I’m trying, unsuccessfully, to settle in my mind what I want. I have a part time job which is worked at the weekends with no travel or childcare costs. Apart from this I’m a stay at home (unmarried) mother with a partner who works full time and supports us.
I’m aware that I’m in a dangerous position being unmarried and that working is the best option. The benefits of taking on more work would be paying into a pension and a little more cash. However, on the downside I would have the stress of working part time 5 days a week and dealing with childcare and general household chores.
Our childcare costs won’t reduce for a few years and the admin position is not one which will lead to a larger salary long term.
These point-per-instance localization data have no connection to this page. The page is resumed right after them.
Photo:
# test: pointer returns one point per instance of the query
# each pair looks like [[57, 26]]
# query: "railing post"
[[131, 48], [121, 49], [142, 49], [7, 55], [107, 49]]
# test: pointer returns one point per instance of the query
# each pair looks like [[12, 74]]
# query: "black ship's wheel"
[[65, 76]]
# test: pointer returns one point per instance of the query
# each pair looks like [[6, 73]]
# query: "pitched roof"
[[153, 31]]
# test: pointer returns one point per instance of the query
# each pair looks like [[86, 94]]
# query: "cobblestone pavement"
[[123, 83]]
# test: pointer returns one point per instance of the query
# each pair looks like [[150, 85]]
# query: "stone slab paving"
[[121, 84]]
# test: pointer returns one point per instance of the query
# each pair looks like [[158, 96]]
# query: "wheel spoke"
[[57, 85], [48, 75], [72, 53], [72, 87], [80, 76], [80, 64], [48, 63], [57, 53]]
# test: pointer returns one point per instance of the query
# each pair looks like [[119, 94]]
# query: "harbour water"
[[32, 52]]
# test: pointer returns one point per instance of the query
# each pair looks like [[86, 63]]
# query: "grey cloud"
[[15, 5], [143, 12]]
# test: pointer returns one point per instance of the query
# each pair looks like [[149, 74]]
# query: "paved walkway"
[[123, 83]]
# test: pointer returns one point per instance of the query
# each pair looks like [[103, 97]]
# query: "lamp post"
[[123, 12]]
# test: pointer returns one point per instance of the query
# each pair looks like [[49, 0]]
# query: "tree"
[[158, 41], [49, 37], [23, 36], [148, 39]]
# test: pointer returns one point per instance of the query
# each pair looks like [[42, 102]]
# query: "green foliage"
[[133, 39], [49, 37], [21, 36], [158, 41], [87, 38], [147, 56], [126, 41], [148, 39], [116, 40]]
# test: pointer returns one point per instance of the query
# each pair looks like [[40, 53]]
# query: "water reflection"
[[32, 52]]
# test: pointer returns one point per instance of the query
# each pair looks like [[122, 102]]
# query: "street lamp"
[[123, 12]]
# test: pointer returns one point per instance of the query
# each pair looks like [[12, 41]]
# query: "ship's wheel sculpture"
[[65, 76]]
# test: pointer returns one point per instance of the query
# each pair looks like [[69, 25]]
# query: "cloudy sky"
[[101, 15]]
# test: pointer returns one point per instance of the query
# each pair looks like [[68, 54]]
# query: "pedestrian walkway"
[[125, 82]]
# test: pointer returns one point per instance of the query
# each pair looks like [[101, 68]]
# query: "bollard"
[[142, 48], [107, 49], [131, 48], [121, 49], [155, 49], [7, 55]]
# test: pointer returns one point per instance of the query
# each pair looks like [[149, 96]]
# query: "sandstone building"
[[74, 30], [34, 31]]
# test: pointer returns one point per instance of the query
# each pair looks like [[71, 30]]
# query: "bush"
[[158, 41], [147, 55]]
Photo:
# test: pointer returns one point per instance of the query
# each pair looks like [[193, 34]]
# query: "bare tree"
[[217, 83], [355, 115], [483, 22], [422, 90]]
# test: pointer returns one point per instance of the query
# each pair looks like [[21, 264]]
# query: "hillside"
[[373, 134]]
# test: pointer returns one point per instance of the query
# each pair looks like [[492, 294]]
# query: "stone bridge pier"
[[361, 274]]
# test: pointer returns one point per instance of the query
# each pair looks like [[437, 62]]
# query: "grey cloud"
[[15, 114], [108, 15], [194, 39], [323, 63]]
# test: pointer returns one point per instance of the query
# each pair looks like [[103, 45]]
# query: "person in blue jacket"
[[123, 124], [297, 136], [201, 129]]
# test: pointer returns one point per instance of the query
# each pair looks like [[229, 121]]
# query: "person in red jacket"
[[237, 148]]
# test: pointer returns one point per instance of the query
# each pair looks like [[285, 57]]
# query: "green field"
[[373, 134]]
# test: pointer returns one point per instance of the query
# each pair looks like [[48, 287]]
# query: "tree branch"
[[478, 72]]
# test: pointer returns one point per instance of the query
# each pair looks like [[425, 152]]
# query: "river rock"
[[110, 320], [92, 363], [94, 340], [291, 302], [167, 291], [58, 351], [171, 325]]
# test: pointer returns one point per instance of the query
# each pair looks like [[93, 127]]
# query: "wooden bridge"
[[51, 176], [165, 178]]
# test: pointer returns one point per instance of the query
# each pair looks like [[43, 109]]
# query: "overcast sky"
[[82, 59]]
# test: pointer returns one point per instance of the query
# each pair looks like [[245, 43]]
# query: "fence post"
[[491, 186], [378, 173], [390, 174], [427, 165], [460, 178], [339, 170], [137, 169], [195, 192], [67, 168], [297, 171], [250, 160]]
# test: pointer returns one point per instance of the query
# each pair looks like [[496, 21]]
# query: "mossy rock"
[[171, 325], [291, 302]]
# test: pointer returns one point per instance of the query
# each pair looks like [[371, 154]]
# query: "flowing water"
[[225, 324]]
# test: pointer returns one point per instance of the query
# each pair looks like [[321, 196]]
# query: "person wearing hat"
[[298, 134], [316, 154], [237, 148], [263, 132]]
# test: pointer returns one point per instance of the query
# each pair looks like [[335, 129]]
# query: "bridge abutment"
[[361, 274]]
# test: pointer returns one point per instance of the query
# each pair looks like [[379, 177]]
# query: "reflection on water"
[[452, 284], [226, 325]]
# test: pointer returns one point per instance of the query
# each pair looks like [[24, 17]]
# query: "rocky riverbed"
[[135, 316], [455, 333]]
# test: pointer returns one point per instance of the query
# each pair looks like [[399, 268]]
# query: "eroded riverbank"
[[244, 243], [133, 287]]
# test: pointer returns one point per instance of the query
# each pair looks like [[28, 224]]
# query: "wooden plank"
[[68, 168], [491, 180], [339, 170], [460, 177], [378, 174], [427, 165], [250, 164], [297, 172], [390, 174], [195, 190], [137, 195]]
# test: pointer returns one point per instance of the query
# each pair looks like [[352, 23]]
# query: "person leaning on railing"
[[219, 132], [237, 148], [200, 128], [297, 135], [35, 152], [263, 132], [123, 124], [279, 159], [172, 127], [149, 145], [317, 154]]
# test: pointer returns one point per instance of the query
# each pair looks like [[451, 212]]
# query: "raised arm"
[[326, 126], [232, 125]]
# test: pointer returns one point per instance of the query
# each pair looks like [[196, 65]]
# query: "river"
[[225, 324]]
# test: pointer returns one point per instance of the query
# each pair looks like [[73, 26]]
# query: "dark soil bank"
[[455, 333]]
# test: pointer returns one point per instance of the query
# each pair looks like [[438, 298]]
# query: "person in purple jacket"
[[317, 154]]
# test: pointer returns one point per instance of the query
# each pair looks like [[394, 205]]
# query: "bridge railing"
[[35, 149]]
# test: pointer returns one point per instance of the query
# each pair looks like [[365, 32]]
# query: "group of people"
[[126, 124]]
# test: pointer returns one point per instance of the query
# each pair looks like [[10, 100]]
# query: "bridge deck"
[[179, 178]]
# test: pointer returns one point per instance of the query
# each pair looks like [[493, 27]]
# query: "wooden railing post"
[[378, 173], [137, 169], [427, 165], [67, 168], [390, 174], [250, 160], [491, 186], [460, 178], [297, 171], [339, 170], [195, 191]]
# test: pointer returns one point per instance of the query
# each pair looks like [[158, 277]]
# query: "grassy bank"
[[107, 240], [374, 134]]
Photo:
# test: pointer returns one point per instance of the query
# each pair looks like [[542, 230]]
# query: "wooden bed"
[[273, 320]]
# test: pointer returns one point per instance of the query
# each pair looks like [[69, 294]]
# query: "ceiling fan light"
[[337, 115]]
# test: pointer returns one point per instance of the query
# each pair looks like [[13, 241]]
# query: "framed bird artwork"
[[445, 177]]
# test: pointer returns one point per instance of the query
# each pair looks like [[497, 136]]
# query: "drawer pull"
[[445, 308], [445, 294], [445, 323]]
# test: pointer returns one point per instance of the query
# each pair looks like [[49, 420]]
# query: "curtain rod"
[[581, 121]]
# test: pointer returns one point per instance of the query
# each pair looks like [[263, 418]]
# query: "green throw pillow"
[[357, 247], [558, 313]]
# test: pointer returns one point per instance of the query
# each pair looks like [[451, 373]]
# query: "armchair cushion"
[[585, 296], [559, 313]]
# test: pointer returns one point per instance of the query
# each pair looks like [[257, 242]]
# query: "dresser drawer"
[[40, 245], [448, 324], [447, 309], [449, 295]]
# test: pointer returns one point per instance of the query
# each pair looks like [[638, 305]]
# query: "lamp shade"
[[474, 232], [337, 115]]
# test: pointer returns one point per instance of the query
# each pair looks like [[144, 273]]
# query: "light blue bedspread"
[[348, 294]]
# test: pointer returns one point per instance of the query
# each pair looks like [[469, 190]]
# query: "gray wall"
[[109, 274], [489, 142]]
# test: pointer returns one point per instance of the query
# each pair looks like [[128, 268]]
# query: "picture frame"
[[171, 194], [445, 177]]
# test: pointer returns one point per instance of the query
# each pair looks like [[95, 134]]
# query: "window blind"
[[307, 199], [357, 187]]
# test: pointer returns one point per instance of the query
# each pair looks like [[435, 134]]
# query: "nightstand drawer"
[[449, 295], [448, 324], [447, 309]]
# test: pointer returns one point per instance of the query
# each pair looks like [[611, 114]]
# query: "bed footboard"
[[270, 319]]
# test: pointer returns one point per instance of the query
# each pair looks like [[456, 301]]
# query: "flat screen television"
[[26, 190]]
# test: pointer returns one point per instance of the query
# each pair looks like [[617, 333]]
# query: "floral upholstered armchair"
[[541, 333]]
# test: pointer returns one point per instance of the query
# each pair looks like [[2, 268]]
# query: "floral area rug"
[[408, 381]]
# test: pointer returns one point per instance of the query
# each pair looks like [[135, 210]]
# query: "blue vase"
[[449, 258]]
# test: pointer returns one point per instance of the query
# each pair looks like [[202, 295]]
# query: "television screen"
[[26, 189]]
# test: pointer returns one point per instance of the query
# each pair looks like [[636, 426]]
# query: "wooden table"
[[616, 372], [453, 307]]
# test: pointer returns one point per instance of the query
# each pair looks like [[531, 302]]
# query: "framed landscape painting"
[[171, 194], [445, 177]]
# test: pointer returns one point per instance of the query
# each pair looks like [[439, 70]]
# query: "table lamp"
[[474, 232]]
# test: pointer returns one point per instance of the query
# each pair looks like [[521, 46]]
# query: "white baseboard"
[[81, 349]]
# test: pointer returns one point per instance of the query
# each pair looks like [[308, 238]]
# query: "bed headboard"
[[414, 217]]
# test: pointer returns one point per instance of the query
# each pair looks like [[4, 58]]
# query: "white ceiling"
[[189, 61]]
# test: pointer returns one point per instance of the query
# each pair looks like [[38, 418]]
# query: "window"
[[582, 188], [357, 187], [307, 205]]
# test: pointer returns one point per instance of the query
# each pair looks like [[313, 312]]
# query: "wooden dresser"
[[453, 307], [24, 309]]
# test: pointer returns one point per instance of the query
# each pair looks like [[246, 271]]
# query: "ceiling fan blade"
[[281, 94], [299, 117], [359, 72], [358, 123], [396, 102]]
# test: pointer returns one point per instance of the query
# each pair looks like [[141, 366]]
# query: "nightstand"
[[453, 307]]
Over the years I’ve heard people saying they aren’t making much money by working and some people admitting they're simply clearing their childcare costs. However, I’ve always imagined these people have careers which, once childcare issues settle, will enable them to bring in a good salary.
So, how do you decide when it’s worth starting to work again?
I've not worked for 5 years. Two kids, 5&1. It simply wasn't worth returning as I'd be working just to cover childcare costs. I now work as relief as midday supervisor. Not great pay but it works well with kids.
I went back to teaching (part time) when DD1 was 18 months. I only went back for a year before I was off on mat leave for DD2. I'm not going back for a few years this time. Cost of wrap around childcare for 2 children under 5 plus petrol and deductions means, as a family, we'd have an extra £150 a month. Not worth it for the work load. DH earns enough.
If you're clearing over £6 an hour then you're better off than many working parents! Most people I know who return to work when they have pre school kids are making very little immediate profit, but it's about keeping yourself employable and paying into your pension
This is the dilemma I faced recently. My entire salary will be going on childcare and travel to work. My partner' entire salary already goes on the rent and house hold bills and food.
But I'm going back to work as I have great earning potential and can see that I'll be on about 10k more in 5 years. If I stopped now, I'd have to pick up where I left off.
We did discuss DP staying at home but he works in IT and, in my opinion, could be on double his salary in 5 years as long as he keeps working and gaining experience.
So in the short term it makes sense for one of us not to work, but in the long term it doesn't because we'll be better off.
The advantage if you go back now would be to build up experience & get a good reference in order to eventually change jobs to a higher salary ( as you say this one doesn't offer a future pay increase).
Would you be able to do any training as part of this job?
I think if it's possible it's always good to keep one foot in the door with work as you never know - not just splitting up with partner but if he gets made redundant/ ill etc.
Would your partner be able to take on more household tasks?